Four of the India-centric vendors share similar assessments of IT investments, predicting they will improve behind spend from larger-enterprise banking clients, with growth in digital implementations, mobility, and modernization of legacy IT infrastructures and applications portfolios. The divergence in performance in 2Q18 likely reflects one-time or short-term changes at large clients and not a strategic shift for any single vendor. From TBR’s quarterly analysis:

  • Infosys’ (NYSE: INFY) revenue expanded 6.8% in USD year-to-year to $2.83 billion during the quarter but was flat sequentially due to softness in its largest vertical, Financial Services. With 40% of large-scale deals in 2Q18 stemming from Financial Services clients, we expect vertical performance to rebound and bolster Infosys’ overall performance. While Infosys experienced softness among a few key accounts within Financial Services, the vertical continued to generate the largest percentage of sales, at 31.8% in 2Q18, as the company benefits from its platform-centric portfolio and “as a Service” solutions portfolio. In addition to Finacle-related deals, an uptick in demand among insurance clients, similar to the deal win with John Hancock, is driving McCamish platform adoption.
  • In recent quarters, Cognizant (Nasdaq: CTSH) has noted some acceleration in initial projects to map out blockchain implementations for banking and financial services clients. In fact, Cognizant has described the banking industry as the most mature sector regarding blockchain implementation, while insurers and retail companies are somewhat behind their banking counterparts and other industries are still in trial phases. Financial Services sales rose 4.5% year-to-year in 2Q18 as Cognizant’s slowly expanding pipeline of new business with banks and financial services clients began to translate into new revenue streams.

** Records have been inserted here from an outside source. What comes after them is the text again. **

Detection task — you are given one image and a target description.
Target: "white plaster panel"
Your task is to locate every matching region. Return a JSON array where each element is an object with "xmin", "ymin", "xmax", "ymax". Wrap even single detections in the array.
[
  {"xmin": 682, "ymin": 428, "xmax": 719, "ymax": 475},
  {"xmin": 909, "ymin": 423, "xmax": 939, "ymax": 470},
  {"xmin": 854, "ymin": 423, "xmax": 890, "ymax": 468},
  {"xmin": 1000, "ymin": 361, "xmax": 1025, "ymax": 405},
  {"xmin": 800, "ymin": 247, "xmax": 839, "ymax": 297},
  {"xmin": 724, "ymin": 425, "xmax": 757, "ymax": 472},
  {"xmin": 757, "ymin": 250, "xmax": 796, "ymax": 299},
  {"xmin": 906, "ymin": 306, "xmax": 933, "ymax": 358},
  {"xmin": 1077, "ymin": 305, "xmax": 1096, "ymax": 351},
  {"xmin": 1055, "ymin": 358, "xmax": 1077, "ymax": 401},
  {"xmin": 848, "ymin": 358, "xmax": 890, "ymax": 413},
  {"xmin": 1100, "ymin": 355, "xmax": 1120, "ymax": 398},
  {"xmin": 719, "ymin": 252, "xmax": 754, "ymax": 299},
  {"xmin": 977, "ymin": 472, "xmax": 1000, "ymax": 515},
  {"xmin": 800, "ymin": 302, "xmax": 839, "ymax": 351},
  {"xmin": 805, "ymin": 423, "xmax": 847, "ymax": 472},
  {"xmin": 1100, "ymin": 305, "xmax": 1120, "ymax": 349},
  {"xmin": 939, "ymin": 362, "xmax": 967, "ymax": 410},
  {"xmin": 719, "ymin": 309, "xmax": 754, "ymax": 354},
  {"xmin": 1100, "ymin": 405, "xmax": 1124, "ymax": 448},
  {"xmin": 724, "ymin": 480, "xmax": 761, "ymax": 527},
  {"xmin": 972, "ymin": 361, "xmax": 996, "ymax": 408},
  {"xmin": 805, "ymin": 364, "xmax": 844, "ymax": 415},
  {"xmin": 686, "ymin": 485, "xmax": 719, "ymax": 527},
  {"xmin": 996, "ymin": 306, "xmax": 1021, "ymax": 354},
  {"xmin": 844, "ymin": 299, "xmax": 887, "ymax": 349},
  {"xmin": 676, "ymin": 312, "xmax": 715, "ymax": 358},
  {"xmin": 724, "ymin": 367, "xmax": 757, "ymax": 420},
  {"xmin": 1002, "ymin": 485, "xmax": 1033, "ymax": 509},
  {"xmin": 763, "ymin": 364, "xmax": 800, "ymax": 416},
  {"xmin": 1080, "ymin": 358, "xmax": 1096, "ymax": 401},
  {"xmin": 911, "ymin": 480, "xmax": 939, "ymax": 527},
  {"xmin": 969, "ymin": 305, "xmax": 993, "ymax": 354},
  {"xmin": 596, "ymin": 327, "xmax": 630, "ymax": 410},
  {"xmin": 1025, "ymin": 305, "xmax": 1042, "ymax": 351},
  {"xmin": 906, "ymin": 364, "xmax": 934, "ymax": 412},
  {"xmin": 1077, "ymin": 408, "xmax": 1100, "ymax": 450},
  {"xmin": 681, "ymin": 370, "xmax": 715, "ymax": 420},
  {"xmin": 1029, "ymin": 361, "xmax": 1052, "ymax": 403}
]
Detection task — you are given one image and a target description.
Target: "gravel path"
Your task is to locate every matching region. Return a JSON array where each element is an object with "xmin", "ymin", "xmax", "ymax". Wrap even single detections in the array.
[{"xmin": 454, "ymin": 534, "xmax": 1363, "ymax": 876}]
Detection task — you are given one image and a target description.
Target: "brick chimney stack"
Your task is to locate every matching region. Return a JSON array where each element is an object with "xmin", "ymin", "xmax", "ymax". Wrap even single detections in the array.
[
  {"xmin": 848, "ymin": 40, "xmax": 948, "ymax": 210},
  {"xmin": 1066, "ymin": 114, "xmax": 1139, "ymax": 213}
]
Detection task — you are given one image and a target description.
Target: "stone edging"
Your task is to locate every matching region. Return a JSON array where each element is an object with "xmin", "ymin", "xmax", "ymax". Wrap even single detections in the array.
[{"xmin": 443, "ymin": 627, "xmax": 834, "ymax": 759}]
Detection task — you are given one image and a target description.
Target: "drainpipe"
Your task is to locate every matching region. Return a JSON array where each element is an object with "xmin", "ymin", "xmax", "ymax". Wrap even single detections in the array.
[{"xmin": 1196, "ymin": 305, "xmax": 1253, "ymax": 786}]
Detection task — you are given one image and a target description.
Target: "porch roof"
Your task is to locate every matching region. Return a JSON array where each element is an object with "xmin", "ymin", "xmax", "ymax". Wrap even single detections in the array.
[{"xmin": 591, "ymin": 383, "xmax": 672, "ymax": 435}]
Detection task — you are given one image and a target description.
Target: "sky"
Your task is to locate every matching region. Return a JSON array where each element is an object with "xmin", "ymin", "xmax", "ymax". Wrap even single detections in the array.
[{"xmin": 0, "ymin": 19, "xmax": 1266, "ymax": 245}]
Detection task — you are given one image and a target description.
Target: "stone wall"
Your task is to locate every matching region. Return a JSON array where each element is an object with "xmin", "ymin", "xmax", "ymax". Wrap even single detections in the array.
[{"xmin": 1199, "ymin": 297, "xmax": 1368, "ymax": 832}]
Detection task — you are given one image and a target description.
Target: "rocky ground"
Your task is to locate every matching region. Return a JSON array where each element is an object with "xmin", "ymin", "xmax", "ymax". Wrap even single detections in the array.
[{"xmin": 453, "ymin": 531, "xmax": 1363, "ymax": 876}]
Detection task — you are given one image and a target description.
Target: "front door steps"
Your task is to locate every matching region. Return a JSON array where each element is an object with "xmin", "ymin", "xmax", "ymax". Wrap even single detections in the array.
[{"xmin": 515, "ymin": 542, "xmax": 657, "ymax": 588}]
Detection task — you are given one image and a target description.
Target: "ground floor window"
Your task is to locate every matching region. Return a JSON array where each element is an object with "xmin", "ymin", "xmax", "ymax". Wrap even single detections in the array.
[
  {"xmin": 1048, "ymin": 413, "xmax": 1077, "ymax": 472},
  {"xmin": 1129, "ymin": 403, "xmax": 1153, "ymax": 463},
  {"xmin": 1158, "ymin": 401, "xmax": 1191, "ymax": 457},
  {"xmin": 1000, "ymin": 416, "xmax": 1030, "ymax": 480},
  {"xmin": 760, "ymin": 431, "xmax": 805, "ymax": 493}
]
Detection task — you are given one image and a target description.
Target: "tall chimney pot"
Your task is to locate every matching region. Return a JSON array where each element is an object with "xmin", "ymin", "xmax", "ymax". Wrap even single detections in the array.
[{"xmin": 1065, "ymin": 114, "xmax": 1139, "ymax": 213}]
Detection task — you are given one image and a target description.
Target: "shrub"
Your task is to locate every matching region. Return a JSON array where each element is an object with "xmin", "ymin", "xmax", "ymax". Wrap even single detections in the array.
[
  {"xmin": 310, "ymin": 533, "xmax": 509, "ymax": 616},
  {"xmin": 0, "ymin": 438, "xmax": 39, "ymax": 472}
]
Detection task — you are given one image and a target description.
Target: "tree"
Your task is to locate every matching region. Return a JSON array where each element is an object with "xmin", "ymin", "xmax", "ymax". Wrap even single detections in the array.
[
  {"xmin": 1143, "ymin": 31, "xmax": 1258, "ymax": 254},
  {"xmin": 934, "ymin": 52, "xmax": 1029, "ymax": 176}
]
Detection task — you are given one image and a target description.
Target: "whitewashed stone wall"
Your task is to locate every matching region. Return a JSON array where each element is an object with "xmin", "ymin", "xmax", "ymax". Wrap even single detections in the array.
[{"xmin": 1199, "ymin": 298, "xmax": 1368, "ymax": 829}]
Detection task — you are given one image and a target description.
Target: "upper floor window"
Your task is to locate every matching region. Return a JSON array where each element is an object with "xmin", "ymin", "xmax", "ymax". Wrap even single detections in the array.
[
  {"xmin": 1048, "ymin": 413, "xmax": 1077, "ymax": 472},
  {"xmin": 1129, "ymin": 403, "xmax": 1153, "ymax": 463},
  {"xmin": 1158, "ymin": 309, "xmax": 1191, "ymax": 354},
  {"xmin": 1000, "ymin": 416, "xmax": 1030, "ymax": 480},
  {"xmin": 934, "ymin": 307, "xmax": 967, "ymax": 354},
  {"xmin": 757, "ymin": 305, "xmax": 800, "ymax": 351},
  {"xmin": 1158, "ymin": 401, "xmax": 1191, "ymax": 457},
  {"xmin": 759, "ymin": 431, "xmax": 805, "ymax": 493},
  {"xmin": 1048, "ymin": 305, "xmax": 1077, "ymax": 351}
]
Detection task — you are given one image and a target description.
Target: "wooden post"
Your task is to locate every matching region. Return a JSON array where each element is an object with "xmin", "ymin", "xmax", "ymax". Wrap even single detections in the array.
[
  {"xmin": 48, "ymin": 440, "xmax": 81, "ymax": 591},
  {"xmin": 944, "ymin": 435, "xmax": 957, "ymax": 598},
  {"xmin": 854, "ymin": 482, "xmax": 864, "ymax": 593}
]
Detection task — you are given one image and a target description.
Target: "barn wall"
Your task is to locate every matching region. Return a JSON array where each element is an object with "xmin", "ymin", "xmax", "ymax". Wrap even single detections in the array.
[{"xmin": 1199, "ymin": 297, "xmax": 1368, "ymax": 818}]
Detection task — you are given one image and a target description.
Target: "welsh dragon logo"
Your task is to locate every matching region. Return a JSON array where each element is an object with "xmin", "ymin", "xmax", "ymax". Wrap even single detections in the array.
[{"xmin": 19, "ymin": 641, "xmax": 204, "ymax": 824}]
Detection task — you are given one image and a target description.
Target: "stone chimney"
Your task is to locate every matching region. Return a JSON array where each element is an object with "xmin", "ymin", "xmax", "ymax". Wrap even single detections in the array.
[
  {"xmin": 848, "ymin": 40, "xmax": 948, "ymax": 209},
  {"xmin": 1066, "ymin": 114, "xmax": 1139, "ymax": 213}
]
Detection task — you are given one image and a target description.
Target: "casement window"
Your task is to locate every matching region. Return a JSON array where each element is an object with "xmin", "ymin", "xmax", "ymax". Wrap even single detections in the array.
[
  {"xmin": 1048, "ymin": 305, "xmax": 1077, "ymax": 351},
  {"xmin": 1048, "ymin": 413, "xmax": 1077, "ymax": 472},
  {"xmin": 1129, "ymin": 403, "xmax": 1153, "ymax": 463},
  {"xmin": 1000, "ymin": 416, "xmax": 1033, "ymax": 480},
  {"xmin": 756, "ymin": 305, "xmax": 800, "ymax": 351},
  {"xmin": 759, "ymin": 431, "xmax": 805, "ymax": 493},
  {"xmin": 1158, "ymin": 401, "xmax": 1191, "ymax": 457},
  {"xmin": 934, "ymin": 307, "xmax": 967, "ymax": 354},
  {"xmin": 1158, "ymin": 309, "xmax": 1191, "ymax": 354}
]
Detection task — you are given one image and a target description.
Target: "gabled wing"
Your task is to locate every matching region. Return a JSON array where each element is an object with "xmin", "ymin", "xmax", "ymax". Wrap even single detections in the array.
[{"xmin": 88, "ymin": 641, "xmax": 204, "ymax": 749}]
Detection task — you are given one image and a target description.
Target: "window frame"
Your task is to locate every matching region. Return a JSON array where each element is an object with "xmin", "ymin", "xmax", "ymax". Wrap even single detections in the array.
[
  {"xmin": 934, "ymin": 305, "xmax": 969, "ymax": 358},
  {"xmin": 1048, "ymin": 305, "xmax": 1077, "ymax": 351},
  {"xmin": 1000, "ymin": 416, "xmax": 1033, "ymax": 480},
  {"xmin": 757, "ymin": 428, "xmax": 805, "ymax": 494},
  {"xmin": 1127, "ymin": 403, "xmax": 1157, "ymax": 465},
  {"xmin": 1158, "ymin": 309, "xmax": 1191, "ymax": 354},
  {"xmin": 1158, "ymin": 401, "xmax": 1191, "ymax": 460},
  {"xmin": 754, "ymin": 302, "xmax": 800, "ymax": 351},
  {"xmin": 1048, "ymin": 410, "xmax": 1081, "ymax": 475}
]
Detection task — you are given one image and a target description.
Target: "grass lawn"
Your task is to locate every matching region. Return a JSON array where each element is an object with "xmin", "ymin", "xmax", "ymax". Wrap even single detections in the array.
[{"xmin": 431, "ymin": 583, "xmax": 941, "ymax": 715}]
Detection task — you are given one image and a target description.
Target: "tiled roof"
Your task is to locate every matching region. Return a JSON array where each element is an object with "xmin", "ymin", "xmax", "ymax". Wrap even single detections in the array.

  • Banking, Financial Services and Insurance growth slowed for Tata Consultancy Services (TCS) to 5.3% year-to-year in 2Q18, from 6.9% in 1Q18, though TCS executives noted improving IT investment trends among U.S.-based financial institutions, saying they believe the recent slowdown in IT spend has “bottomed out.” TBR believes TCS’ open-based banking API framework enabling banking, financial services and insurance (BFSI) clients to expedite digital transformations is resonating increasingly well. TCS’ massive, $2 billion digital transformation award with Transamerica (won in January) continues to spool up while growth among banking institutions in Europe and APAC remains strong.